Financial leverage is the use of borrowed money (debt) to finance the purchase of assets with the expectation that the income or capital gain from the new asset will exceed the cost of borrowing. In most cases, the debt provider will limit how much risk it is ready to take and indicate a limit on the extent of the leverage it will allow. In the case of asset-backed lending, the financial provider uses the assets as collateral until the borrower repays the loan. In the case of a cash flow loan, the general creditworthiness of the company is used to back the loan. The concept of leverage is common in the business world. It is mostly used to boost the returns on equity capital of a company, especially when the business is unable to increase its operating efficiency and returns on total investment. Because earnings on borrowing are higher than the interest payable on debt, the company's total earnings will increase, ultimately boosting stockholders' profits.Leverage and Capital Costs
The debt to equity ratio plays a role in the working average cost of capital (WACC). The overall interest on debt represents the break-even point that must be obtained to profitability in a given venture. Thus, WACC is essentially the average interest an organization owes on the capital it has borrowed for leverage.

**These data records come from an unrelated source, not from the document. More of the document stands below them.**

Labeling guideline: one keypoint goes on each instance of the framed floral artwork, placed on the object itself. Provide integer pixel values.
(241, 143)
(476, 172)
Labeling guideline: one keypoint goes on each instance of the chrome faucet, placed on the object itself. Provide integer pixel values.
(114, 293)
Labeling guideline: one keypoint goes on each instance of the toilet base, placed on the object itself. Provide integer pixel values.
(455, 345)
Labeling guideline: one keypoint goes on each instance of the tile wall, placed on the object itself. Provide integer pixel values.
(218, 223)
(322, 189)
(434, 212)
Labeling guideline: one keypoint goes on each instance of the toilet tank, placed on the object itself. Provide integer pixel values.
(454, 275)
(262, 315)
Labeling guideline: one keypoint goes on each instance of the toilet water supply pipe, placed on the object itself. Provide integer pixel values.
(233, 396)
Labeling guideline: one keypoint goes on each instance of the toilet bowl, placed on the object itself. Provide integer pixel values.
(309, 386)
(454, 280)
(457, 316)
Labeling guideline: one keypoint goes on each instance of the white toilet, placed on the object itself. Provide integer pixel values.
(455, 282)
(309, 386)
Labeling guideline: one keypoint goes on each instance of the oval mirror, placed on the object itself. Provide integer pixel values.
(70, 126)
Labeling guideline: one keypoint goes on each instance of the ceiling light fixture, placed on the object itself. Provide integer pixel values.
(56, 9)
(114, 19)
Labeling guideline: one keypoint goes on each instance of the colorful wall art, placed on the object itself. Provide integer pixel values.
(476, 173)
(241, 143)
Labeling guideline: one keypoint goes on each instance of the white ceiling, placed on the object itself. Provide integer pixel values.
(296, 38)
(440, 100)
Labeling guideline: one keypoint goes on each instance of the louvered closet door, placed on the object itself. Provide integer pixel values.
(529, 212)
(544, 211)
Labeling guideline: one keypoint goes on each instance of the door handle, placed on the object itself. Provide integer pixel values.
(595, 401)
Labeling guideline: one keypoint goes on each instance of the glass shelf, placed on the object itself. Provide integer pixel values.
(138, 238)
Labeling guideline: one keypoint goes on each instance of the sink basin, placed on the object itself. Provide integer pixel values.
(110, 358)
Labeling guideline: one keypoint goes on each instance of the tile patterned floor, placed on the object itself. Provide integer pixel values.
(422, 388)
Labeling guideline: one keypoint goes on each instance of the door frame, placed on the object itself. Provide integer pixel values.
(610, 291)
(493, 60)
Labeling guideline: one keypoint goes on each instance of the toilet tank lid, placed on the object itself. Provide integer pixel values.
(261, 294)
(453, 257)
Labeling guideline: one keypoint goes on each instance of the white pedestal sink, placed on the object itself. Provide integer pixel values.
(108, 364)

Let's say equity represents 60% of borrowed capital, and debt is 40%. This results in a financial leverage calculation of 40/60, or 0.6667. The organization owes 10% on all equity and 5% on all debt. That means that the weighted average cost of capital is (.4)(5) + (.6)(10) - or 8%. For every $10,000 borrowed, this organization will owe $800 in interest. Profit must be higher than 8% on the project to offset the cost of interest and justify this leverage.Benefits of Financial Leverage
Leverage provides the following benefits for companies:- Leverage is an essential tool a company's management can use to make the best financing and investment decisions.
- It provides a variety of financing sources by which the firm can achieve its target earnings.
- Leverage is also an essential technique in investing as it helps companies set a threshold for the expansion of business operations. For example, it can be used to recommend restrictions on business expansion once the projected return on additional investment is lower than the cost of debt.